L'amore universale è semplice filantropia, mentre l'unica cosa che conta è l'amore per chi incrocia la nostra strada, a cui possiamo donare ciò che abbiamo di meglio per la sua libertà e la sua crescita.
Quelle parole mi paiono ancora molto importanti perché delineano un cammino, un metodo per non rimanere "intruppati", per recuperare quella dimensione etica in cui fede e laicità si confrontano verso le verità possibili all'interno delle esperienze, lasciando intatto il mistero della Grazia.
In questo senso, il messaggio milaniano potrebbe apparire inattuale, "fuori tempo". Ma il cristiano autentico è sempre apocalittico, rivelatore. Non può che essere "lucerna posta sul moggio", esempio visibile di contraddizione, di distonia rispetto a chi "mira basso" e a tutto ciò che avvilisce, mortifica e "bestemmia" il tempo.
Forse la principale lezione che viene ancora da don Milani sta nel dover definire i concetti di grandezza, di piccolezza (del luogo, della persona) e persino di tempo non secondo i criteri di una modernità banale, ossessiva in termini di raggiungimento di consenso e di potere.
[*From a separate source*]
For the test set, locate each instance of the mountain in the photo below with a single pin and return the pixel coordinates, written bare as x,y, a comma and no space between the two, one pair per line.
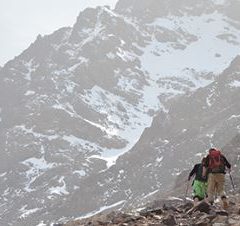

Milani ci dice che è sempre l'azione, l'impegno sorretto da una prospettiva di bene comune, senza alcuna volontà di carriera, ciò che rende piena l'esistenza di ognuno. È quell'impegno, quello sforzo, quella dedizione che trasforma i posti (fisici, professionali, istituzionali che siano) da luoghi piccoli in luoghi immensi.